The wearing of masks in public has been compulsory since the start of the pandemic in March 2020, although the rules were relaxed to scrap the requirement when outdoors.

“The reality is that this could have been done earlier,” Winde said.

“We should all expect far greater agility from the National Government if we are to get our economy growing and create the jobs we need to recover [from the pandemic]”.

Winde has written to President Cyril Ramaphosa on two occasions, urging him to lift the remaining restrictions. 

In the most recent letter, sent on 2 June, the Western Cape premier requested an urgent meeting with the President’s Coordinating Council (PCC) in order that it consider new data that supports lifting the restrictions.

Cape Town’s mayor, Geordin Hill-Lewis, also welcomed Phaahla’s proposal and urged all health MECs, the cabinet and Ramaphosa to “support recommendations and implement them with no further delay”. 

“The country has clearly exited the fifth wave of infections,” Hill-Lewis said. “In addition to this, the rates of death and hospitalisation in the January and May waves were considerably lower than the previous ones, even though the majority of restrictions had already been dropped.”

In his letter, Phaahla said the current restrictions had remained in place because the government needed to retain mitigating measures as “the status of the epidemic was very concerning and unpredictable”. 

He noted that when the regulations currently in place were promulgated on 4 May, the reported Covid-19 cases showed a significant spike. In mid-April, less than 250 cases were recorded, but this had risen to 3 097 by 24 April. At the beginning of May, the number of cases continued to show an upward trend. 
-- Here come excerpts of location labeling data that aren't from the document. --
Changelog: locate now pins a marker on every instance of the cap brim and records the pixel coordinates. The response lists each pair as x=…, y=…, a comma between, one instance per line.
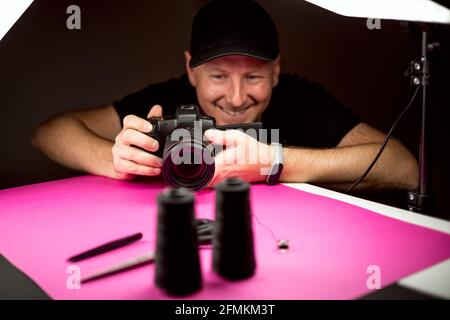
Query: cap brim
x=217, y=52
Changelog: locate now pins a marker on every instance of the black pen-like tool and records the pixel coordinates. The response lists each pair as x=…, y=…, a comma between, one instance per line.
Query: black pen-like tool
x=107, y=247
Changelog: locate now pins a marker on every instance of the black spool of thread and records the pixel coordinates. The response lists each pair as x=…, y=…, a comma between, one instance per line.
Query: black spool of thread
x=177, y=269
x=233, y=253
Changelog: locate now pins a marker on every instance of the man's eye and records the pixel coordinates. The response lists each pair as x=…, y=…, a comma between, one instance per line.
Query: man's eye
x=253, y=77
x=218, y=76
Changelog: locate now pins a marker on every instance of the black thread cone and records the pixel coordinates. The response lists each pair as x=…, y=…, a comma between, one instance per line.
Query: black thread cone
x=233, y=250
x=177, y=261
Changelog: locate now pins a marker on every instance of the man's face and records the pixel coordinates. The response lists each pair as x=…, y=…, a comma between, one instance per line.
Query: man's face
x=235, y=88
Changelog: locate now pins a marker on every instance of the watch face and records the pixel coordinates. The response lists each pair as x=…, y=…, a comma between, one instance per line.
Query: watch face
x=275, y=174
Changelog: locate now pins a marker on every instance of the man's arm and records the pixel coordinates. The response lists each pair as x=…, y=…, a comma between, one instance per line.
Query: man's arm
x=339, y=167
x=81, y=140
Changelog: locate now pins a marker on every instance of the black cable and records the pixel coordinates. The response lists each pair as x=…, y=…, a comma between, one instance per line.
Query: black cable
x=384, y=143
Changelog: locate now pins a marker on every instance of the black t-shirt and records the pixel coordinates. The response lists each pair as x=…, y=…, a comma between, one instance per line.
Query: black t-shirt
x=304, y=112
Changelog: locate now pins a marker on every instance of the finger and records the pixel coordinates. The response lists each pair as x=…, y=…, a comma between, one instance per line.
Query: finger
x=155, y=111
x=130, y=167
x=134, y=122
x=138, y=156
x=138, y=139
x=227, y=138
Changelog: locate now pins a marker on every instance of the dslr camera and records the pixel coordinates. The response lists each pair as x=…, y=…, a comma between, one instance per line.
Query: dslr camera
x=188, y=156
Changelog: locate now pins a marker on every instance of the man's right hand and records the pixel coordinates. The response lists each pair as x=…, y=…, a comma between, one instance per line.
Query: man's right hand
x=129, y=161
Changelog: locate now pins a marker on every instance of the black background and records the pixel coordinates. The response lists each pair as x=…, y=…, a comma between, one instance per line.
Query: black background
x=125, y=45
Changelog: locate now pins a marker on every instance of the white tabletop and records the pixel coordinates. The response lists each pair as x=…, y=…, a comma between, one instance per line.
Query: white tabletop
x=435, y=280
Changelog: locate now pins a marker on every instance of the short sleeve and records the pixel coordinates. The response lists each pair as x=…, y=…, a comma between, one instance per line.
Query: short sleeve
x=308, y=115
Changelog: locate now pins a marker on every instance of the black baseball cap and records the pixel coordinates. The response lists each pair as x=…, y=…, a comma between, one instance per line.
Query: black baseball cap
x=226, y=27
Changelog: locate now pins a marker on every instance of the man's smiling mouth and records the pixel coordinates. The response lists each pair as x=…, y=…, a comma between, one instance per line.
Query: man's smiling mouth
x=233, y=113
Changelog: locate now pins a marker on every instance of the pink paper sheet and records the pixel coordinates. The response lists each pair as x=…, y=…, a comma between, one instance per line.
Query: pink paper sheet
x=331, y=243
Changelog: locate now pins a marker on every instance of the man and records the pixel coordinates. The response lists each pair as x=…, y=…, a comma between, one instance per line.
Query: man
x=233, y=74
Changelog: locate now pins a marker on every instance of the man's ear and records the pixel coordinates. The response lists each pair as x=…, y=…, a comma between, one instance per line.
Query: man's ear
x=189, y=70
x=276, y=71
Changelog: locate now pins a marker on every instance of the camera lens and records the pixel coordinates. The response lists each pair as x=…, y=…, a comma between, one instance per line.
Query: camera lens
x=188, y=164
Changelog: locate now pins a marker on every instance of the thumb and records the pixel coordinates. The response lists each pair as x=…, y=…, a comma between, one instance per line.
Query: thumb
x=155, y=111
x=222, y=137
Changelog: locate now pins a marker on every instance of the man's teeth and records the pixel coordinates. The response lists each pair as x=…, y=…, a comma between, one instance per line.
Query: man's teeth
x=234, y=113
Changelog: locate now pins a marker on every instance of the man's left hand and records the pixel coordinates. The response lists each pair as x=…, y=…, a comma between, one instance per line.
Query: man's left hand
x=243, y=156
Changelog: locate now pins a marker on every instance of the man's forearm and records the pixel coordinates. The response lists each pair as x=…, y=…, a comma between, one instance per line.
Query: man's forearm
x=66, y=140
x=340, y=167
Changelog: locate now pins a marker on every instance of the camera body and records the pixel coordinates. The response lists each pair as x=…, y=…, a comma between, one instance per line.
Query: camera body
x=188, y=156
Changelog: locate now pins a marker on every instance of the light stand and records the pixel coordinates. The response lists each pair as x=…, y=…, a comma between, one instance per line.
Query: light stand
x=421, y=200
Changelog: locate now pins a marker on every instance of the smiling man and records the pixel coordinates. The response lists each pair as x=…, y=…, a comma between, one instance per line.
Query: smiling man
x=233, y=74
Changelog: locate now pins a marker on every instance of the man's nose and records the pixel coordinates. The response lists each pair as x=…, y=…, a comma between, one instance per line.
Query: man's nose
x=237, y=94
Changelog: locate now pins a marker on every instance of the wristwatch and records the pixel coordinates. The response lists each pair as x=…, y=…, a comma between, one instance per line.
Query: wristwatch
x=277, y=164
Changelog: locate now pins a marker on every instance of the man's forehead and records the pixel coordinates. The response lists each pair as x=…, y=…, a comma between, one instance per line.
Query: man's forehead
x=239, y=61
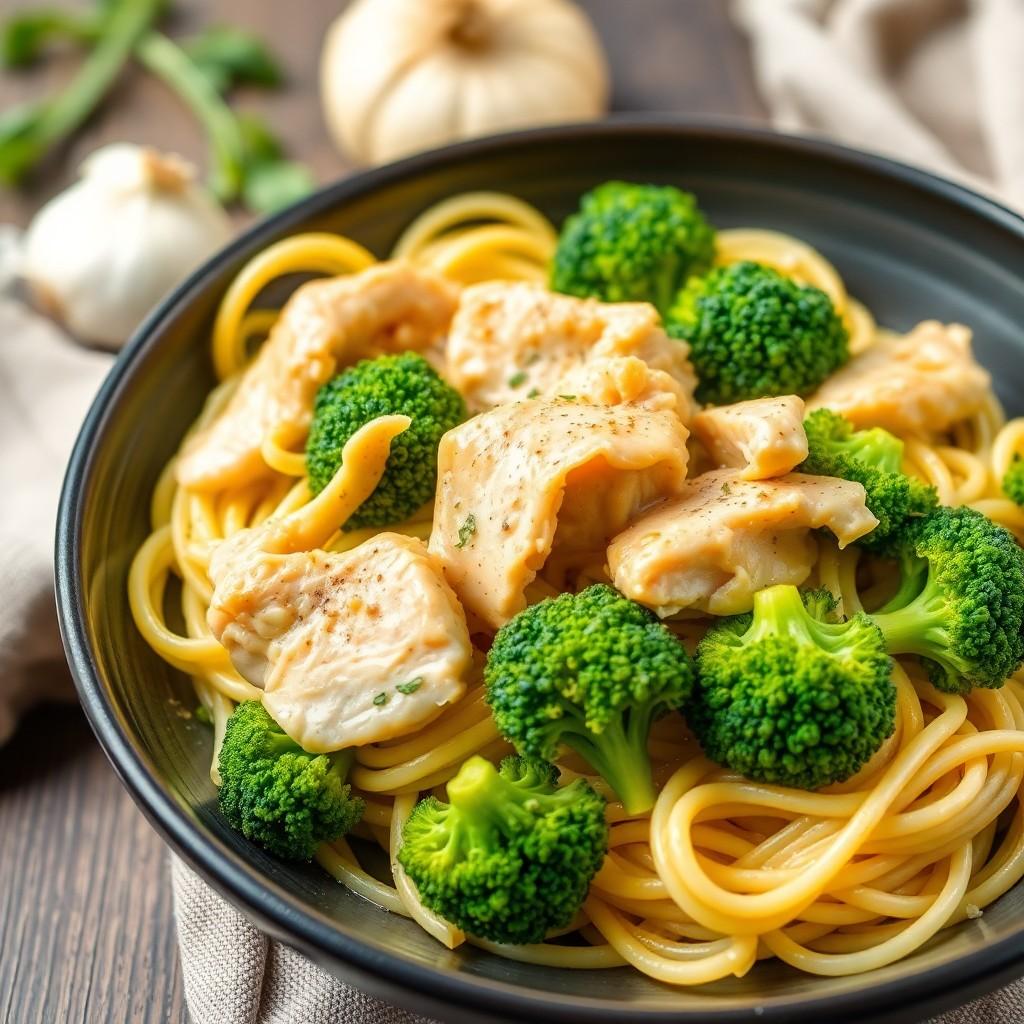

However, by mid-June, official data reflected a decline in Covid-19-related hospitalisations, infections, the effective reproductive rate of the virus, and in the positivity rate. 

The recommendations from the department of health will be discussed at the PCC meeting on Wednesday morning. 


On Monday, South Africa recorded another 291 new Covid-19 cases, bringing the total number of active infections to 13 851 nationwide.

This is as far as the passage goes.